The post aims to improve understanding about the challenges of using ethnicity data in national data collections such as the IDI.

Ethnicity is a measure of cultural affiliation and is different from concepts of ancestry, nationality or citizenship. It is a widely used measure of cultural identity in New Zealand and is important in monitoring the well-being of ethnic groups as well as the impact of policy and services on wellbeing, health and the health sector.  The persistence of stark differences in fundamental population health measures, such as a seven year gap in life expectancy between Māori and non-Māori reinforce the need for understanding, and addressing the underlying drivers of health inequalities in New Zealand.

Our aims here are to:

  • describe the ethnicity information currently available in the IDI
  • discuss some of the challenges in using ethnicity data in the IDI and make some suggestions for improvement.

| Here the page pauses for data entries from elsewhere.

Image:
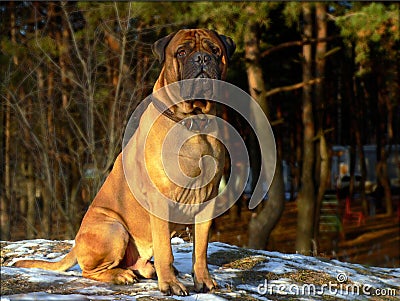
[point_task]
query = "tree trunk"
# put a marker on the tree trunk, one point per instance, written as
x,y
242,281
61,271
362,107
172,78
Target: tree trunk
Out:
x,y
322,147
261,224
30,195
306,199
5,199
381,166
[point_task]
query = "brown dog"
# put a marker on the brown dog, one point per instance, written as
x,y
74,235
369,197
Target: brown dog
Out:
x,y
118,236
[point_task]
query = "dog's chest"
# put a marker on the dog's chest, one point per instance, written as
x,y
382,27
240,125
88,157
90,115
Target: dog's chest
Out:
x,y
198,173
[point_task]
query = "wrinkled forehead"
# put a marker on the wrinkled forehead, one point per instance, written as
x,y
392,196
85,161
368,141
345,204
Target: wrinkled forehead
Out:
x,y
195,37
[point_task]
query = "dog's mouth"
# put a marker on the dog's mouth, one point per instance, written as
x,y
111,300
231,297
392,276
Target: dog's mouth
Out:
x,y
204,74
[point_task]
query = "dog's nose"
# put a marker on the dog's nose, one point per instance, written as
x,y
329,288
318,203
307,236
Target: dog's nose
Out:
x,y
201,58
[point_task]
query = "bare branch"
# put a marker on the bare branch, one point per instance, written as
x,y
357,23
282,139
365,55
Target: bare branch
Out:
x,y
293,87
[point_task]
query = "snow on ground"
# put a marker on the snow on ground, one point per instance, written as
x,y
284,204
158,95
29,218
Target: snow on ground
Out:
x,y
242,274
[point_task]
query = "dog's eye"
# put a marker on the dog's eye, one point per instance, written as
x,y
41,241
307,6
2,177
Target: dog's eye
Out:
x,y
215,50
181,52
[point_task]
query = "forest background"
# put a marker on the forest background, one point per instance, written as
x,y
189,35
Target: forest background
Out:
x,y
72,73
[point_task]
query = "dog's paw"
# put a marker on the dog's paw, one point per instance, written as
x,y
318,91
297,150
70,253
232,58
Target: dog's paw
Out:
x,y
205,285
122,276
173,287
203,282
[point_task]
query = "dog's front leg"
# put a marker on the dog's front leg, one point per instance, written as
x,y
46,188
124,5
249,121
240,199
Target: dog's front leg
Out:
x,y
163,258
202,279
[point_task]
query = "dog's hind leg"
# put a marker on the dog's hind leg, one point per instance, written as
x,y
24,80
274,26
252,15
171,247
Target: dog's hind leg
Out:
x,y
100,247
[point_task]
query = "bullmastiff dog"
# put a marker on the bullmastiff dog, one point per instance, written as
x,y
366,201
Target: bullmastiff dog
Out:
x,y
118,236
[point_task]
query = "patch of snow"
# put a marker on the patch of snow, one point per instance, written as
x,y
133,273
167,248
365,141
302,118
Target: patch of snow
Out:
x,y
234,283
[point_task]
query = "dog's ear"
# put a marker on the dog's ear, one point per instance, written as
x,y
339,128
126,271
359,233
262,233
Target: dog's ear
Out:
x,y
158,47
229,44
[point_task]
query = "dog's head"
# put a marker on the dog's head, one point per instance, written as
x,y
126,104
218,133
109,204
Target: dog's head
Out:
x,y
193,54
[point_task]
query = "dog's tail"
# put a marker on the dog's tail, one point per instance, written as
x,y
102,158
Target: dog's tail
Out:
x,y
64,264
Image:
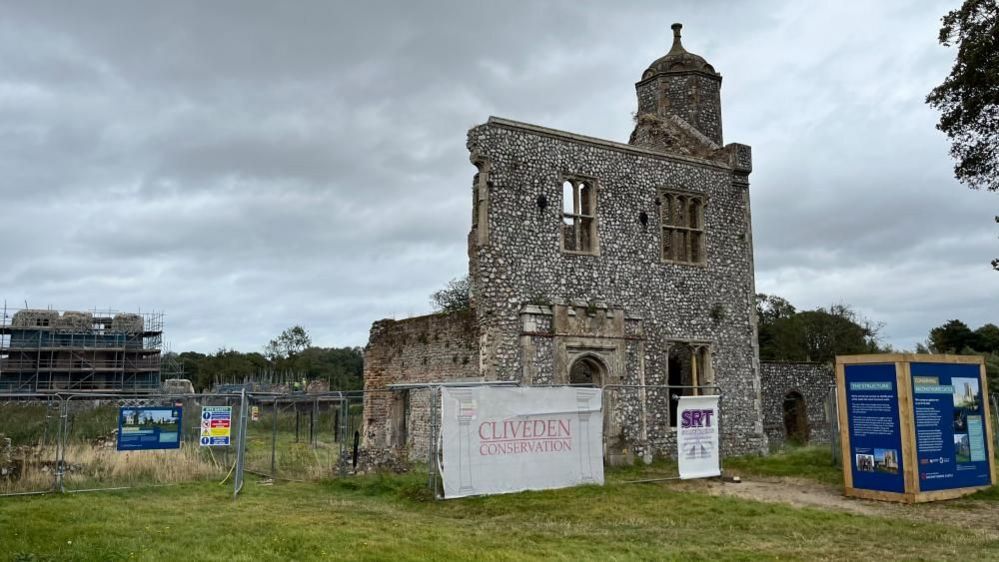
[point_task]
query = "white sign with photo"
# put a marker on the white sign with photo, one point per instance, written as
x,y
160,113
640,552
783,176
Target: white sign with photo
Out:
x,y
498,440
697,437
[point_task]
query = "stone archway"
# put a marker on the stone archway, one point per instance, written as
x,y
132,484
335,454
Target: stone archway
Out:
x,y
588,370
795,418
591,370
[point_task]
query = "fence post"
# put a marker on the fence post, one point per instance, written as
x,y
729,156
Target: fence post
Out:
x,y
432,446
274,437
63,442
240,445
995,414
342,429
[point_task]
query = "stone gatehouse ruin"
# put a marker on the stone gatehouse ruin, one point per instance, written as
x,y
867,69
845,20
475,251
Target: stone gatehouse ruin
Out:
x,y
597,262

This post focusses on the context and quality of ethnicity data in the IDI and how it can be used for research. A large body of research has been devoted to understanding the concept of ethnicity how it is related to colonisation, and structural, interpersonal and internalised racism. A conceptual understanding of ethnicity based on the literature is essential for robust study design and interpretation of analytical results for any study that examines ethnic differences within a population. This post does not review this literature, but researchers intending to use ethnicity data are encouraged to read Cormack (2010).

How is ethnicity measured in New Zealand?

Statistics NZ have produced a statistical standard for ethnicity that specifies how ethnicity information should be collected and aggregated. It was developed to ensure that ethnicity is collected consistently across all survey and administrative data collections within the official statistical system. The standard specifies a range of guidelines for collecting ethnicity, including:

  • ethnicity should be self-identified
  • individuals should have the opportunity to specify multiple ethnicities (there should be space for at least three, but preferably six)
  • the prioritising of ethnic responses to one per individual should be discontinued

(For the full standard, see Statistical Standard for Ethnicity)

The statistical standard recommends using multiple response measures of ethnicity, rather than the prioritised ethnic identification measures traditionally used in health research. More than 11% of the population identified with multiple Level 1 ethnic groups in the 2013 census, and the levels of multiple ethnic identification are even higher for children and young adults (Statistics NZ, 2014). Therefore, multiple response ethnicity provides a better reflection of the ethnic identity of New Zealand population than prioritised ethnicity (Goodyear 2009). The ethnicity prioritisation process doesn’t necessarily align with the respondent’s perception of their ethnicity and is therefore inconsistent with the conceptual foundations of ethnic identity (Kukutai, StatsNZ 2008). Furthermore, the application of the prioritisation process can result in under-representation of ethnic groups lower on the prioritisation, especially Pacific (Statistics NZ 2006) resulting in significant under-counts and age-based selection bias. Therefore, multiple response measures are recommended for description and analysis of ethnic-specific outcomes.

Ethnicity can be recorded and output at different levels of detail. The standard classification of ethnicity is a hierarchical classification of four levels. Level 1 of the classification has six categories: European; Maori; Pacific; Asian; MELAA (Middle Eastern, Latin American and African); and Other. Level 2 has 21 categories, Level 3 has 36 categories and Level 4 has 180 categories (see Statistical Standard for Ethnicity).

Where can I find ethnicity information in IDI?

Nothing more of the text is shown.